You probably already know that many ultra-Orthodox Jews don't care much for the internet. You have trouble organizing your sock drawer, while they organized a massive 40K person anti-internet rally at Citi Field two years ago AND successfully shut out the media. But there is a new scourge upon the Orthodox community: WhatsApp.

According to the Jewish Daily Forward, orthodox Jewish leaders think the social media app, a free alternate to SMS texting akin to Gchat, is tearing apart the community from Boro Park to Rockland County. "The rabbis overseeing divorces say WhatsApp is the No. 1 cause of destruction of Jewish homes and business," blared the headline of a January article in Der Blatt, the Yiddish-language newspaper published by members of the Satmar Hasidic group.

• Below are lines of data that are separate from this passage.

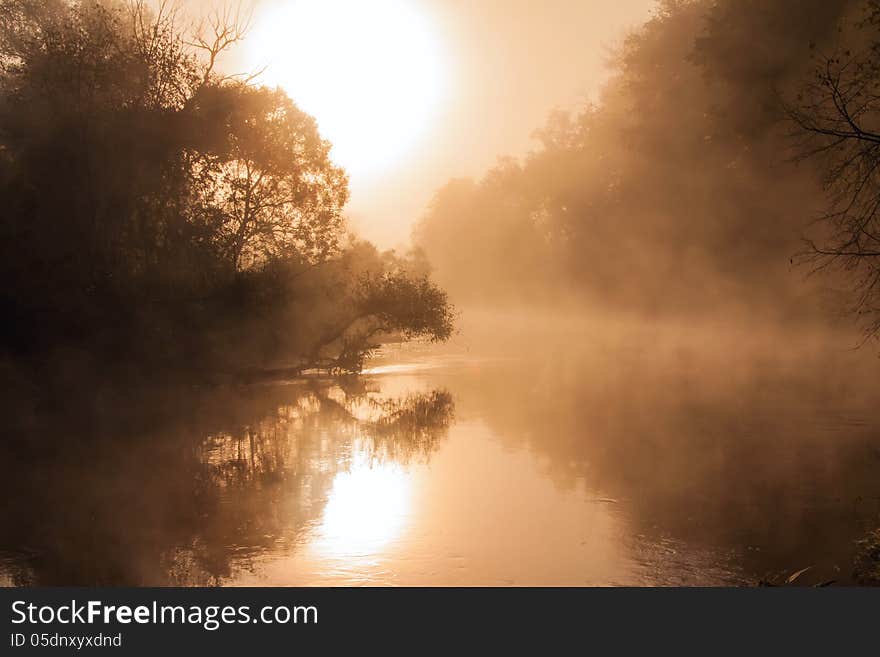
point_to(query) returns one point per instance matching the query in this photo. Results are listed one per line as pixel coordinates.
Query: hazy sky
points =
(492, 72)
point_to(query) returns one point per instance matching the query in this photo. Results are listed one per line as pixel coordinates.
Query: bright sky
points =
(415, 92)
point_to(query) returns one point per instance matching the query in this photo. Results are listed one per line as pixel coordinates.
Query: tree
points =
(837, 120)
(158, 211)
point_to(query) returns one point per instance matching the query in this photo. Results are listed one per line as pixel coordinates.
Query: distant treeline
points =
(160, 216)
(694, 182)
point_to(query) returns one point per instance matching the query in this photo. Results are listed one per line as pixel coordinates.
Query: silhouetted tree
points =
(157, 210)
(837, 116)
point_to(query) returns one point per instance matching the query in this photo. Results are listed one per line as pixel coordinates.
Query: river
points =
(567, 459)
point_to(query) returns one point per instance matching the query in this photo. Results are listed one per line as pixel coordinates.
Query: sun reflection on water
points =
(367, 508)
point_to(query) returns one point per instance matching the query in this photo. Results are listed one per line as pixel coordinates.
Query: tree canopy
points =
(154, 208)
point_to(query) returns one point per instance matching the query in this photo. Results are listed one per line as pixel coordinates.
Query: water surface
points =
(614, 463)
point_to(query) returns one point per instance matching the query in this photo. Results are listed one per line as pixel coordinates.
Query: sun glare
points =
(366, 509)
(370, 72)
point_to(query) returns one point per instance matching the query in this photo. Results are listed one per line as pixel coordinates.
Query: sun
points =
(370, 71)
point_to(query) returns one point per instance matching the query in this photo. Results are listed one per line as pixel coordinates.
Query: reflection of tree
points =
(207, 491)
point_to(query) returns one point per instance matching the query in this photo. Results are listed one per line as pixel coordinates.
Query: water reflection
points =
(219, 481)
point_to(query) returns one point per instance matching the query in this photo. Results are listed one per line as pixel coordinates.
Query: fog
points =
(627, 334)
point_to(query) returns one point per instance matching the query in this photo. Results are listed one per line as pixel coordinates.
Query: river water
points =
(566, 459)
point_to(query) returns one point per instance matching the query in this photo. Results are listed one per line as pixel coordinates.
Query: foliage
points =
(157, 212)
(673, 193)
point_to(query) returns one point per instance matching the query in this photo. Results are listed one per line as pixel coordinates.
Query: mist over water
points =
(577, 451)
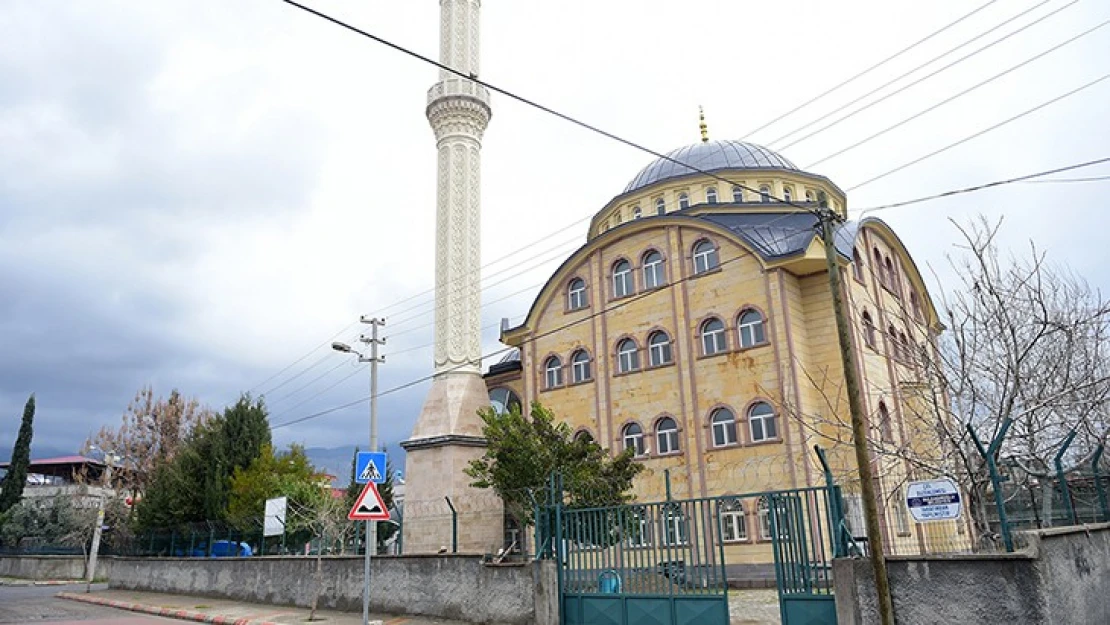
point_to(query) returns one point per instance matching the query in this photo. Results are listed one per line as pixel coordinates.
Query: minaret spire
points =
(447, 433)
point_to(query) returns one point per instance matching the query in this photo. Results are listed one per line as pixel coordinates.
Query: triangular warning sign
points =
(369, 506)
(370, 473)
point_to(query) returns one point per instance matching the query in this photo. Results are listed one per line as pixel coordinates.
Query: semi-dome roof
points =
(709, 155)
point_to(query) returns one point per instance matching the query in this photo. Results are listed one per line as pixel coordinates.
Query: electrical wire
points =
(957, 96)
(865, 72)
(980, 133)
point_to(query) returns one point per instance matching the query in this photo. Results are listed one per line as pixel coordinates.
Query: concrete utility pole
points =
(858, 427)
(107, 482)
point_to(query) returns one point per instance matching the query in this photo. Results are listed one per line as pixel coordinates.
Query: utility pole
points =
(374, 342)
(109, 457)
(858, 427)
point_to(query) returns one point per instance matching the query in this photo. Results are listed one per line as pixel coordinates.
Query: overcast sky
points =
(194, 194)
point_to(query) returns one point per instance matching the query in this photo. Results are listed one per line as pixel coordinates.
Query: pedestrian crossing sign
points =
(370, 467)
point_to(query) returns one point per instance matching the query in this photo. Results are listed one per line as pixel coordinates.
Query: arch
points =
(623, 284)
(723, 432)
(627, 355)
(577, 295)
(654, 269)
(857, 264)
(503, 399)
(553, 372)
(706, 255)
(581, 370)
(713, 336)
(868, 329)
(659, 351)
(666, 435)
(750, 328)
(632, 436)
(762, 422)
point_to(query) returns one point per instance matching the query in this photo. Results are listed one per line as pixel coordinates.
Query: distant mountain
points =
(336, 461)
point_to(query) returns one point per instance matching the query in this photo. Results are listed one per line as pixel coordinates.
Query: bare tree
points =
(151, 433)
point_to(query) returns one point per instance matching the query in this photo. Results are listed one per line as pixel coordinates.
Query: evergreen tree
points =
(11, 487)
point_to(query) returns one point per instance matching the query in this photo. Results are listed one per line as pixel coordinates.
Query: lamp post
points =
(374, 359)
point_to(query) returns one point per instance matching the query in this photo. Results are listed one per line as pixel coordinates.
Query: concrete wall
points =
(50, 566)
(1062, 576)
(460, 587)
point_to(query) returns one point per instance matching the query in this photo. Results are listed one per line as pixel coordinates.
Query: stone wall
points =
(1062, 575)
(447, 586)
(50, 566)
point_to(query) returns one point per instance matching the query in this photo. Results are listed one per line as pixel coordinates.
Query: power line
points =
(981, 132)
(1026, 178)
(961, 93)
(868, 70)
(918, 81)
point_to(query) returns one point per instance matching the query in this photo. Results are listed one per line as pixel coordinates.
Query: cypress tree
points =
(13, 482)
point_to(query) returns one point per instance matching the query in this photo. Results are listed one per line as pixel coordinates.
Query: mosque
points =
(695, 326)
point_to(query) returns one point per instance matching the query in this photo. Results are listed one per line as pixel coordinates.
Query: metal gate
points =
(807, 533)
(642, 564)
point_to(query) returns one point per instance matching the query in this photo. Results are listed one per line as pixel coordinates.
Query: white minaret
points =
(448, 433)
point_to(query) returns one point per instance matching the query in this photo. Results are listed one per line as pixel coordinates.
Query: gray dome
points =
(710, 155)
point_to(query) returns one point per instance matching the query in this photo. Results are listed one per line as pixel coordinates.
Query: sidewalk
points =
(204, 610)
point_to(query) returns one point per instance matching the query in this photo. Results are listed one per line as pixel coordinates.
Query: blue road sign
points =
(370, 466)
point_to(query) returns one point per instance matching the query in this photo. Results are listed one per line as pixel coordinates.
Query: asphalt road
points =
(39, 605)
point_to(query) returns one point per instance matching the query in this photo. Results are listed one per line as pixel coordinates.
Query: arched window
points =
(857, 264)
(733, 524)
(713, 336)
(504, 400)
(658, 349)
(622, 279)
(762, 422)
(653, 270)
(724, 427)
(632, 436)
(553, 372)
(868, 330)
(750, 329)
(885, 425)
(579, 366)
(666, 436)
(705, 256)
(627, 355)
(576, 294)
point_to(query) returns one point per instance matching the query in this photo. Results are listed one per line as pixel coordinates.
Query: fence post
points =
(996, 479)
(1065, 491)
(1098, 482)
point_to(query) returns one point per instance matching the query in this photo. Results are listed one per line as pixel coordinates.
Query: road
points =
(39, 605)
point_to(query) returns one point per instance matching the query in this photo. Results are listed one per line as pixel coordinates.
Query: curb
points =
(168, 612)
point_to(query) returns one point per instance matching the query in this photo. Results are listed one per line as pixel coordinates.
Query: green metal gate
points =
(642, 564)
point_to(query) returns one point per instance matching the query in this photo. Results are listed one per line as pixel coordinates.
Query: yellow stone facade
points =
(796, 368)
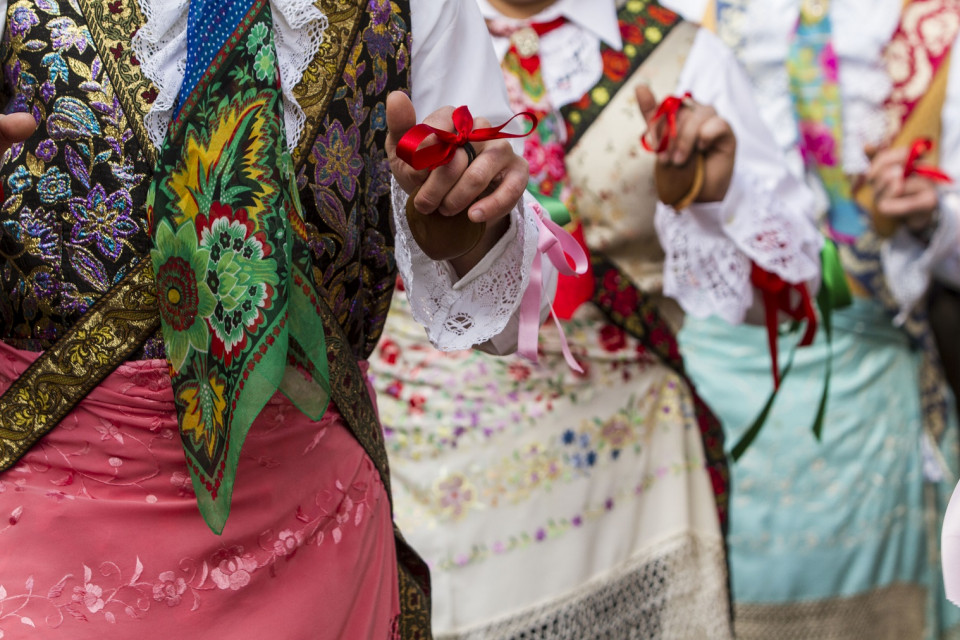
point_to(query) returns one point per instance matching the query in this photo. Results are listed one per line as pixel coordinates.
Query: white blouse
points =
(861, 30)
(452, 63)
(764, 197)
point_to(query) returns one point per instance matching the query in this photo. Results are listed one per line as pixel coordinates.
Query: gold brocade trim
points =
(112, 26)
(112, 330)
(316, 88)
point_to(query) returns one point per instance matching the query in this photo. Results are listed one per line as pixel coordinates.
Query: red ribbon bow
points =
(778, 297)
(668, 109)
(918, 149)
(439, 154)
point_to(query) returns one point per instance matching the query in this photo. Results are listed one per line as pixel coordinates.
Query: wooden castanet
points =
(443, 237)
(679, 186)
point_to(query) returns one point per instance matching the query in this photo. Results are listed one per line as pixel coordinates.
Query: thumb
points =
(401, 116)
(16, 127)
(647, 101)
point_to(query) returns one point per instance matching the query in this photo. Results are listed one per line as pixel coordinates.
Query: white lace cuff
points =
(483, 304)
(909, 264)
(709, 247)
(161, 47)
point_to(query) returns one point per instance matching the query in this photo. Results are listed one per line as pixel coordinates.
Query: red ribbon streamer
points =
(919, 148)
(778, 297)
(668, 109)
(439, 154)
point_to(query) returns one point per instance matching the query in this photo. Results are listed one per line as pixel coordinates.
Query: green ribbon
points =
(834, 294)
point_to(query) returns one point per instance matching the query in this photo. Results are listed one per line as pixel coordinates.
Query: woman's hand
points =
(14, 128)
(489, 188)
(912, 199)
(699, 128)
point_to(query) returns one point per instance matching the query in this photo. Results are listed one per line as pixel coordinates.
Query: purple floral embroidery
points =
(65, 34)
(22, 19)
(39, 232)
(338, 159)
(54, 186)
(47, 150)
(104, 220)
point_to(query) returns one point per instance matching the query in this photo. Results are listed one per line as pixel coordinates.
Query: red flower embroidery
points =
(389, 351)
(631, 33)
(662, 15)
(612, 338)
(625, 302)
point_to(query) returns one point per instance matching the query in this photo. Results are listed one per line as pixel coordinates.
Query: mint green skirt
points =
(838, 538)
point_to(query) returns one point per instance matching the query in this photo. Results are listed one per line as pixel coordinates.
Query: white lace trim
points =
(462, 314)
(710, 247)
(676, 589)
(161, 47)
(909, 264)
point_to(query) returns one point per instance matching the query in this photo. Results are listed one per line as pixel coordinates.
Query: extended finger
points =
(439, 183)
(492, 160)
(689, 122)
(908, 205)
(14, 128)
(884, 160)
(506, 194)
(715, 132)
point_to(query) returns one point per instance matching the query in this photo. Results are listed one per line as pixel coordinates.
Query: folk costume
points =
(556, 504)
(823, 532)
(198, 256)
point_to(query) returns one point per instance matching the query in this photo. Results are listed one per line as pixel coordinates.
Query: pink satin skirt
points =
(101, 538)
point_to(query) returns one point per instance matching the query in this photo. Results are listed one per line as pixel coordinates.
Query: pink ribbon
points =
(560, 248)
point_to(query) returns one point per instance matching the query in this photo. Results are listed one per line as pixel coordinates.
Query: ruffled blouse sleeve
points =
(453, 63)
(767, 216)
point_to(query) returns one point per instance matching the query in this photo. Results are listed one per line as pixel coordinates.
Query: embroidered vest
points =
(74, 220)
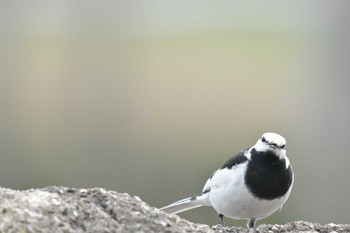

Orthodox leaders already require families to use filters to block social networking and "inappropriate" material on the internet and smartphones, but WhatsApp has emerged as a way around the filters. Some Brooklyn Jews told the Forward that they use it to spread news about the community, like when Menachem Stark disappeared. “It was very popular during the whole Stark story,” said Joseph Oppenheim, a member of the Satmar Hasidic community and the owner of a computer store and Internet cafe in Williamsburg. “You couldn’t get it on the radio and stuff, so this was the main source [where] people got the news.”

"It's not something they can control," said another member of the Hasidic community who lives in Williamsburg. "Anything they can't be in control of makes them nervous."